A goal for the business is to routinely achieve the transformational productivity improvements we believe our AI-based approach can deliver, to build our own pipeline of novel drug compounds and to support our partners’ discovery efforts.

Being a participant in Elsevier’s Hive initiative will enable Exscientia to access Elsevier’s suite of information solutions and boost our existing capabilities. For instance, the Hive provides us with additional access to structured chemistry and activity data, ensuring that we have a comprehensive overview of what has been published already to support our ongoing projects. Similarly, the pathway and literature tools support our target identification and validation activities, and we look forward to partnering with Elsevier’s newest exciting initiatives around large-scale knowledge graphs.

AI is seeing huge amounts of interest from pharma at the moment. Do you think the potential matches the hype?

AI, if used correctly, has the potential to transform the productivity of drug discovery and deliver superior candidates into the clinic. This will change the way discovery is done. We are extremely encouraged by the results we have seen with our own programmes and the progress of molecules through the development process will provide validation of the benefits of an AI-based approach. The challenge is how to develop applications that apply AI productively, rather than questions about AI itself.

What can the industry do to ensure that the use of AI technologies such as yours is as successful as it can be?

To be successful, big pharma must invest in big pharma. Large companies need to look critically at their incumbent processes and the associated metrics and ask whether those are the right processes to take them towards the future of drug discovery. We believe that our collaborators are already thinking along these lines and this will help advance  the technology.

What are the biggest challenges companies working in AI are facing at the moment? How are you aiming to tackle them?

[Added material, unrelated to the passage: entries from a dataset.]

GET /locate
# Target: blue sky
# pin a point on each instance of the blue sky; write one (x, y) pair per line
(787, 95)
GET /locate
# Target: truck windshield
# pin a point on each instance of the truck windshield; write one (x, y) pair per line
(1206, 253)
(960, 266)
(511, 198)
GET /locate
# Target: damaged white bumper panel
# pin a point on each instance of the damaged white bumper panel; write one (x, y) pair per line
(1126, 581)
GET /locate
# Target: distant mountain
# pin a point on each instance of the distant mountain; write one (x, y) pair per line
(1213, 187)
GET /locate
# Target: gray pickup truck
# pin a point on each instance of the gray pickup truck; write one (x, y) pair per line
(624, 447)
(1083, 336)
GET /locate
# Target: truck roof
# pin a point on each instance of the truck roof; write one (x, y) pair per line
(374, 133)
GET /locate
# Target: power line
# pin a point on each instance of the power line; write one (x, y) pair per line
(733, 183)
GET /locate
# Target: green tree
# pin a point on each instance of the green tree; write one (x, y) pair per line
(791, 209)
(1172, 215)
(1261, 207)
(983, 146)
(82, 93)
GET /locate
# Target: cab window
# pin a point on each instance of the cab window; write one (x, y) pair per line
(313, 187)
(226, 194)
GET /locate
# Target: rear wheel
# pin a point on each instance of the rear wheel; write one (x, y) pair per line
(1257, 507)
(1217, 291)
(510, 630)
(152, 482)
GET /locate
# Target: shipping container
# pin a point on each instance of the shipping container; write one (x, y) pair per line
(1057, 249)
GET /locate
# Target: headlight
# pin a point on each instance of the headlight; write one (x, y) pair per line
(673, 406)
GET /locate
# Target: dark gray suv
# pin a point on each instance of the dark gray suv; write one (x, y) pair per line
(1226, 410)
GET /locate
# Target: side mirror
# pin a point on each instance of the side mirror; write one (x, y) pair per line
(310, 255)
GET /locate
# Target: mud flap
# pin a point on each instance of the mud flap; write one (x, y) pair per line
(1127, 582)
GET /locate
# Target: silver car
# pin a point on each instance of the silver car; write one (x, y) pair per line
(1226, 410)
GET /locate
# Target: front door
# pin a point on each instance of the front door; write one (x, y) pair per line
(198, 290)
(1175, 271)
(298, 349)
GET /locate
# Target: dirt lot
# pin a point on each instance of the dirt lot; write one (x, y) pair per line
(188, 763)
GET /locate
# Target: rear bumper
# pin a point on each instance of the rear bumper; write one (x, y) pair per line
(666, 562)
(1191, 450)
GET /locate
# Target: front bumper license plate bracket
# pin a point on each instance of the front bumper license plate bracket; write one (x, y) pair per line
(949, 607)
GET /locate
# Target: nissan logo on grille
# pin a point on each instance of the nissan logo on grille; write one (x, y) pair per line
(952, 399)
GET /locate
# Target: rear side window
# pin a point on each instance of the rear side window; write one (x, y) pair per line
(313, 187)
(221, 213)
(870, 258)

Delivery is everything. The technologies are becoming more sophisticated as humans learn how best to apply the tech, and how best to work with the tech. However, it is not AI alone that can solve all these problems. We believe that the combination of a human with AI as a ‘Centaur’ team, will be better than either human process or AI process alone. This has already been shown in other areas, such as chess, where a human with a computer algorithm can typically beat both a human or a computer, when alone. Drug discovery is far more complex than a game of chess – for this reason we think of our chemists as ‘Centaur chemists’, allowing the AI to perform the design work whilst the chemist sets the strategy.

There will need to be an overhaul in how big pharma rethinks its strategy when it comes to the use of AI. This is why we believe we have such a strong advantage.

What are some of the greatest opportunities for AI pharma companies in the UK at the moment?

Drug discovery is the last artisan industry. One of the key opportunities is also its challenge; the amount of data now available is beyond any human’s capability to hold in its mind at one time. The use of AI for drug design, where Exscientia concentrates its expertise, will have unprecedented opportunity.

Other companies are looking at patient stratification and personalised medicine. For example, in patient stratification for clinical trials, AI may be used to fit the patient to the.